Das Behringer B 906 selbst besitzt ein sogenanntes „Side Adress“ Design, womit es sich schon optisch vom gängigeren Handheld-Stil abhebt. Im Gegensatz zu den beiden Sennheiser-Modellen besteht der Mikrofonkopf komplett aus Kunststoff, nur die beidseitig angebrachten Gitter zum Schutz der Kapsel sind aus Metall. Auch bei der Größe gibt es Unterschiede, denn das B 906 ist etwas breiter und länger und wirkt damit im direkten Vergleich deutlich klobiger.

Drei Frequenzgänge können gewählt werden

Im Inneren des Lollipop-Gehäuses werkelt eine Kapsel mit Supernieren-Charakteristik, auch dies kann als Reminiszenz an die 906/609-Typen verstanden werden. Im Gegensatz zur Niere sorgt diese für eine stärkere Richtwirkung auf die Quelle und damit für eine Reduktion möglicher Übersprechungen. Als Empfindlichkeit gibt Behringer 2,0 mV/Pa an, ein Standardwert, welcher knapp unter jenem des e906 liegt (2,2 mV/Pa). Kommen wir nun zum einzigen Bedienelement am B 906, dem dreistufigen Frequenzgang-Wahlschalter. Dieser fällt ziemlich groß aus und rastet sauber ein, angespitzte Bleistifte sind zur Bedienung definitiv nicht nötig.

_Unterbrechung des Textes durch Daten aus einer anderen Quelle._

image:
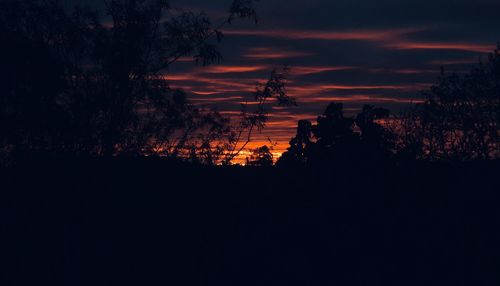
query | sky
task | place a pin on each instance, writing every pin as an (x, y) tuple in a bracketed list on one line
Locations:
[(352, 51)]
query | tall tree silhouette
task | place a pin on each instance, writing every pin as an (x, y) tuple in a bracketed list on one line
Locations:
[(337, 139), (460, 118)]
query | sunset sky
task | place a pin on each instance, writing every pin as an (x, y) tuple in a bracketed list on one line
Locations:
[(354, 51)]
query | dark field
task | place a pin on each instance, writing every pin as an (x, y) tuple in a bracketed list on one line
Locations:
[(155, 222)]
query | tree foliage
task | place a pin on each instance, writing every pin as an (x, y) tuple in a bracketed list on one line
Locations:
[(77, 84)]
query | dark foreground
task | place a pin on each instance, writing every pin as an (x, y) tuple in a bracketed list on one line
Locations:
[(150, 222)]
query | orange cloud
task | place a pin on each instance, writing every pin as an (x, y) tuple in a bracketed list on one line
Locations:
[(267, 53), (468, 47), (361, 35), (219, 69)]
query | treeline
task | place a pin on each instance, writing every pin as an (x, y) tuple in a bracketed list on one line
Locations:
[(95, 83), (458, 121)]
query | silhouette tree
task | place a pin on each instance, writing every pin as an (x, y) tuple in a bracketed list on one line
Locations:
[(297, 154), (459, 119), (335, 136), (74, 84), (261, 156), (376, 140)]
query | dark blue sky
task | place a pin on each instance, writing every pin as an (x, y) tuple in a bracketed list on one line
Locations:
[(355, 51)]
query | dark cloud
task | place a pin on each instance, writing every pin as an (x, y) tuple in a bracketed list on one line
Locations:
[(356, 51)]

Für Erheiterung und Verwirrung zugleich sorgt ein Blick in die Anleitung zum Behringer B 906, denn die schriftliche Erklärung der linken Schalterposition möchte nicht so recht zum auf dem Mikro aufgedruckten Symbol passen. Dieses zeigt eine im Höhenbereich abfallende Kurve, die Anleitung – und auch das Produktvideo – sprechen jedoch von einem Low Cut. Gemeint ist aber ein High Cut, was wiederum zur Beschreibung des Einsatzgebietes passt: „For blue & jazz warm music“. Kaum weniger kurios wird es bei der neutralen Stellung, welche „for classic music“ gedacht sein soll, während das Symbol mit der nach oben steigenden Kurve von Menschen angewählt werden kann, die „aggressive music“ aufnehmen möchten. Anders ausgedrückt: Das Testgerät verfügt neben einer neutralen Stellung zusätzlich über die Möglichkeit, die Höhen abzusenken oder anzuheben. Und natürlich ist die neutrale Position auch nicht wirklich neutral, wie üblich für dynamische Instrumentenmikrofone besitzt sie einen Peak im Präsenzbereich um 5000 Hertz. Dieser Peak lässt sich mit der High-Boost-Schalterposition noch deutlicher herausstellen, der High Cut reduziert den Anstieg um etwa zwei dB. Als nutzbaren Übertragungsbereich nennt Behringer für das Testobjekt 50 bis 18000 Hertz.